The organizations argue that Council Bill 119979 — which was signed into law Friday by Mayor Jenny Anne Durkan and is believed to be the first law of its kind in the country — violates the state's Keep Groceries Affordable Act of 2018, as well as the U.S. Constitution and the Washington State Constitution.

The act was approved by state voters through a measure and "prohibits 'local government entities' from imposing any 'charge, or exaction of any kind on' the 'transfer' or 'transportation' of groceries,'" Instacart and the Washington Food Industry Association said in the complaint. "This lawsuit arises from just such a prohibited 'charge' or 'exaction' passed by the city on food and grocery delivery services in Seattle."

Durkan signed CB-119979 following a unanimous approval vote by the Seattle City Council, with the extra pay for drivers meant to reflect the added risk the essential workers are taking during the pandemic.

The ordinance requires grocery delivery companies like Instacart, Shipt, TaskRabbit and Amazon Fresh and restaurant delivery companies like DoorDash, UberEats, Postmates, Caviar and GrubHub to add a charge to reflect the added risk the essential workers are taking during the pandemic.

Under the new ordinance, the companies must tack an additional $2.50 for delivery workers for their first work-related stop on each online order and $1.25 for each additional work-related stop on the same online order, according to the lawsuit.

The local law "constitutes a new 'charge' or 'exaction of any kind' on the transfer and transportation of groceries explicitly proscribed by I-1634," Instacart and the WFIA said. "In addition to this premium pay, the ordinance makes unprecedented intrusions into a business's most fundamental management decision."

The intrusions include the rewriting of Instacart's and other companies' independent contracts and an undermining of "their ability to profitably provide essential grocery-delivery services to consumers," according to the lawsuit.

The WFIA is a nonprofit advocacy organization whose members include independent grocery stores, supermarkets, convenience stores and suppliers. Maplebear Inc., which does business as Instacart, offers home delivery of groceries and other goods.

According to the lawsuit, the new Seattle ordinance also violates Instacart's rights under the Fifth and 14th Amendments of the U.S. Constitution under the takings and equal protection clauses and is unconstitutional by violating Article I, Section 16 of the Washington State Constitution, which prohibits the taking of property without just compensation.

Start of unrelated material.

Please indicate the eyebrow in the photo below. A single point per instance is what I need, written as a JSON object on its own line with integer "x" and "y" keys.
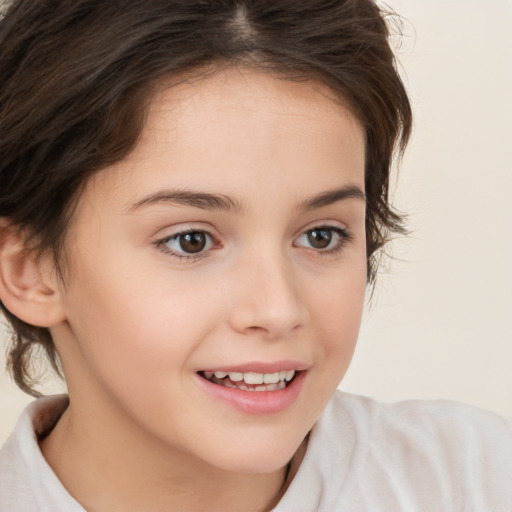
{"x": 221, "y": 202}
{"x": 202, "y": 200}
{"x": 332, "y": 196}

The WFIA and Instacart are seeking among other things declaratory relief that 119799 is illegal, unspecified damages and injunctive relief prohibiting Seattle from enforcing 119799.

"We're disappointed that the Seattle City Council and Mayor Durkan chose to disregard the needs of Seattleites in the midst of a global health crisis and widespread economic hardship," Instacart said in a statement Tuesday. "This legislation is a blatant overreach of power, violating state and federal constitutional law and requiring food delivery network companies to unsustainably subsidize service in Seattle for years to come."

The city of Seattle did not immediately respond to requests for comment.

The WFIA and Instacart are represented by Robert M. McKenna, Daniel J. Dunne and Christine Hanley of Orrick Herrington & Sutcliffe LLP.

Counsel information for Seattle was not immediately available.

The case is the Washington Food Industry Association et al. v. City of Seattle, case number unavailable, in the Superior Court of the State of Washington for King County.

--Editing by Orlando Lorenzo.

Update: This story has been updated with comment from Instacart.